I'm a little confused as to why. I would assume that given that a pointer essentially refers to a memory address, returning &y would be just as fine...

3

There are 3 answers

0
Tabaqui On BEST ANSWER

In the second case the Node y object you are creating will go out of scope when the function call will end. The address you are returning will then be not valid.

0
AudioBubble On

As soon as copyList exits, all of its local variables are destroyed; there no longer exists a Node object at the location pointed to by the pointer you return.

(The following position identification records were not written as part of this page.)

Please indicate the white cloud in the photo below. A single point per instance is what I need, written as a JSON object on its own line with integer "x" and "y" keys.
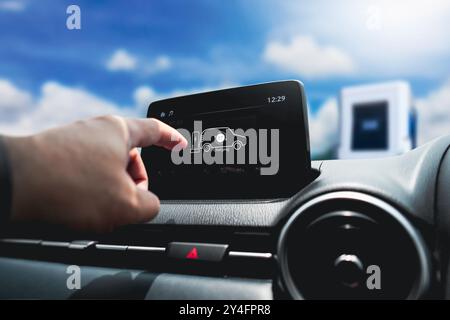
{"x": 13, "y": 101}
{"x": 12, "y": 5}
{"x": 434, "y": 114}
{"x": 57, "y": 104}
{"x": 303, "y": 55}
{"x": 161, "y": 63}
{"x": 323, "y": 127}
{"x": 388, "y": 38}
{"x": 121, "y": 60}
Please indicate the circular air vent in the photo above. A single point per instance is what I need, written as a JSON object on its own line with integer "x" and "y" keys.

That memory will likely be used for some other purpose the next time you call a function.

0
Vlad from Moscow On

The first function is also invalid because in general the argument that is x can be equal to NULL. So you have undefined behaviour in statement

y->data = x->data;

A correct function can look like

Node * copyList( const Node *x )
{
    if ( x == NULL )
    {
        return NULL;
    }
    else
    {
        Node *y = new Node { x->data, copyList( x->np ) };
        return y;
    }
} 

Or even like

Node * copyList( const Node *x )
{
    return ( x == NULL ) ? NULL : new Node { x->data, copyList( x->np ) };
} 

The same problem exists with function printList. It should be defined like

void printList( const Node *x )
{
    if ( x == NULL )
    {        
        std::cout << std::endl;
    }       
    else
    {        
        std::cout << x->data << ' ';
        display( x->np );
    }        
}    

As for the second function then apart from this error it returns pointer to a local variable that after exiting the function becomes invalid because the local variable will be deleted.